Exquisite wearable works of art in precious metals
Looking through some old idea sketches and came across this - I really enjoyed making the spiral based repoussé pieces and thought this might be a good piece to try out my new pitch. I won't make it exactly the same, but I like the idea of dots forming an opposing spiral to the main one
The surface of the pitch is melted with a flame and the metal is stuck onto it. I'm using a type of silver - Argentium silver - which I haven't used before. It has one percent germanium added to it which means it doesn't get the dreaded "firescale" that normal sterling silver gets - a dark grey surface "stain" caused by the copper in the alloy. It's a little tricky to use, easy to overheat apparently so I'm having to be very careful until I get used to it.http://en.wikipedia.org/wiki/Argentium_sterling_silver
Closeup showing the lightly scribed lines and dots which will guide the shaping
Using a liner tool to mark the lines. Normally I would do this on the front as they would be the grooves between the pillowed out sections, but because I want the dots to remain visible on the back this will be the back. Not sure if this was a good idea....could create problems down the track…
Using rounded face punches to start pushing out the main shapes, always looks very rough at this stage (sort of looks like I don't know what I'm doing! ;) )
Here I use another larger faced tool to start to smooth the surface bumps and lumps and further push the shapes out. The metal hasn't been annealed yet at this stage. I'm finding the new pitch doesn't hold the metal as well as the old petroleum based one that I'm used to. The piece popped off the surface many times which was frustrating!

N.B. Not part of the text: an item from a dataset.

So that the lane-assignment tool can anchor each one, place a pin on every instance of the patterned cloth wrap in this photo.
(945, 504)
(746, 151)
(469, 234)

Finished this first stage. The metal has been removed from the pitch and heated to red hot to soften it - called annealing - and I've done a bit of gentle malleting to straighten up the form as it tends to get quite twisted
The top of the piece. Doing the initial lines on the back of the piece rather than the front has led to the small raised lines in between the larger forms. I'm not sure whether I'll leave them there or not. The main forms need to be refined now, I'll aim for a fairly smooth finish but with the marks of the tools still visible.
The piece has been placed back onto the pitch to work on the top now, the final shaping. Using a small liner tool to define the forms and a small flat one to planish/smooth the surface. I've annealed the metal only once during the entire process
Well...this wasn't exactly planned...I wanted to leave the planished texture on the surface, but there were some uneven spots on the edges and in the lines that I wasn't happy with, so thought I'd do a little bit of clean up with some files and just couldn't stop! It has now been filed, sanded, polished and finally abraded with pumice powder to give a satin finish.